This example shows how to select four random sets of twenty nouns and verbs of low and high frequencies from Lexique382, using Python. (If you have not already, install Python: Go to https://www.anaconda.com/distribution/; select your OS (Windows, MacOS or Linux) and download the Python 3.7 installer.)
""" Example of selecting items from the Lexique382 database """
import pandas as pd
lex = pandas.read_csv('http://www.lexique.org/databases/Lexique382/Lexique382.tsv', sep='\t')
# alternatively, you can download the table locally:
# lex = pd.read_csv("Lexique382.tsv", sep='\t')
lex.head()
# restricts the search to words with a length between 5 and 8 letters
subset = lex.loc[(lex.nblettres >= 5) & (lex.nblettres <= 8)]

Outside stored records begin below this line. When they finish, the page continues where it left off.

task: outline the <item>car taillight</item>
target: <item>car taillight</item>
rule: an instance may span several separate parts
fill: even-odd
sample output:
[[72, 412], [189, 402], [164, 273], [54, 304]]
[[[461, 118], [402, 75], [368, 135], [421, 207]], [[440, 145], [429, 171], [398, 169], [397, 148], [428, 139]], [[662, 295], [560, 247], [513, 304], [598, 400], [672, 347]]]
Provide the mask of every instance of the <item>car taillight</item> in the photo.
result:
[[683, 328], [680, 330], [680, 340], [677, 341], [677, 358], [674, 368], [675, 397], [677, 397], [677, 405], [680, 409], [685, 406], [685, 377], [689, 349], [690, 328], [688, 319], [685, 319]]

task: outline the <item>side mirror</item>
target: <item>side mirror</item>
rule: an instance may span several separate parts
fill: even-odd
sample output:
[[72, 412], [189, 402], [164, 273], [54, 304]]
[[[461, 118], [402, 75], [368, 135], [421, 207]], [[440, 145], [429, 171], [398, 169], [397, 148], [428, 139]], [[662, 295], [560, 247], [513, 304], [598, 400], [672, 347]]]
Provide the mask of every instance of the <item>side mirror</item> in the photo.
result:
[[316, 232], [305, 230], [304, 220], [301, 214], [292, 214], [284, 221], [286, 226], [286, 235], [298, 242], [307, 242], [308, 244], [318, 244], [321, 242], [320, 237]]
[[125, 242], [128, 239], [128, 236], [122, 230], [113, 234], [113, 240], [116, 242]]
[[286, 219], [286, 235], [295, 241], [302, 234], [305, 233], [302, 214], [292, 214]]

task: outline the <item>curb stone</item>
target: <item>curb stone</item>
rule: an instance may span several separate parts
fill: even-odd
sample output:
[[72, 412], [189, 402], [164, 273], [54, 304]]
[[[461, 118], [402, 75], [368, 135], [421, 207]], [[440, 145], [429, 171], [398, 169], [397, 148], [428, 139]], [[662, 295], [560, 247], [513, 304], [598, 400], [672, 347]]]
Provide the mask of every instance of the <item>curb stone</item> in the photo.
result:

# separates nouns and verbs into two dataframes:
noms = subset.loc[subset.cgram == 'NOM']
verbs = subset.loc[subset.cgram == 'VER']
# splits based on lexical frequency
noms_hi = noms.loc[noms.freqlivres > 50.0]
noms_low = noms.loc[(noms.freqlivres < 10.0) & (noms.freqlivres > 1.0)]
verbs_hi = verbs.loc[verbs.freqlivres > 50.0]
verbs_low = verbs.loc[(verbs.freqlivres < 10.0) & (verbs.freqlivres > 1.0)]
# chooses random items from each of the 4 subsets:
N = 20
noms_hi.sample(N).ortho.to_csv('nomhi.txt', index=False)
noms_low.sample(N).ortho.to_csv('nomlo.txt', index=False)
verbs_hi.sample(N).ortho.to_csv('verhi.txt', index=False)
verbs_hi.sample(N).ortho.to_csv('verlo.txt', index=False)